Differentiation is a mathematical process of finding the derivative, or rate of change, of a function. It is a fundamental tool of calculus and is one of the two important concepts in calculus, the other being integration. The derivative shows the sensitivity of change of a functions output with respect to the input. In other words, it measures how quickly the output of a function changes when the input changes. The derivative of the position of a moving object with respect to time is the objects velocity.
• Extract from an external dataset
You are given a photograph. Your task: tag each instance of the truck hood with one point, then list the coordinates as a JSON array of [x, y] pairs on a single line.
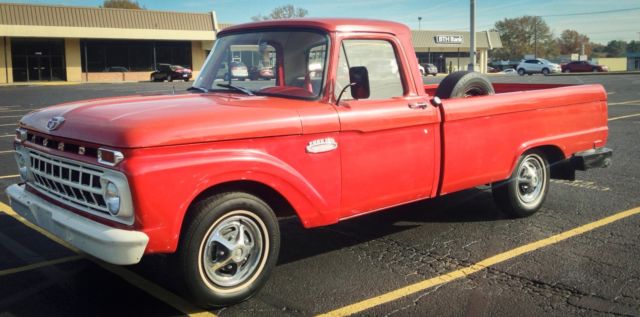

Differentiation can be defined as a derivative of a function with respect to an independent variable. The rate of change of a function per unit change in the independent variable is given by the derivative. Linear functions and non-linear functions are the two categories of functions under calculus. Differentiation can be applied to measure the function per unit change in the independent variable.
The practical technique of differentiation can be carried out by purely algebraic manipulations, using three basic derivatives, four rules of operation, and a knowledge of how to manipulate functions. The three basic derivatives are for algebraic functions, trigonometric functions, and exponential functions. For functions built up of combinations of these classes of functions, the theory provides the following basic rules for differentiating the sum, product, or quotient of any two functions.
Differentiation is done by applying the techniques of known differentiation formulas and differentiation rules in finding the derivative of a given function. The process of finding derivatives of a function is called differentiation in calculus. The maximum or minimum value of a function, the velocity and acceleration of moving objects, and the tangent of a curve are determined by differentiation.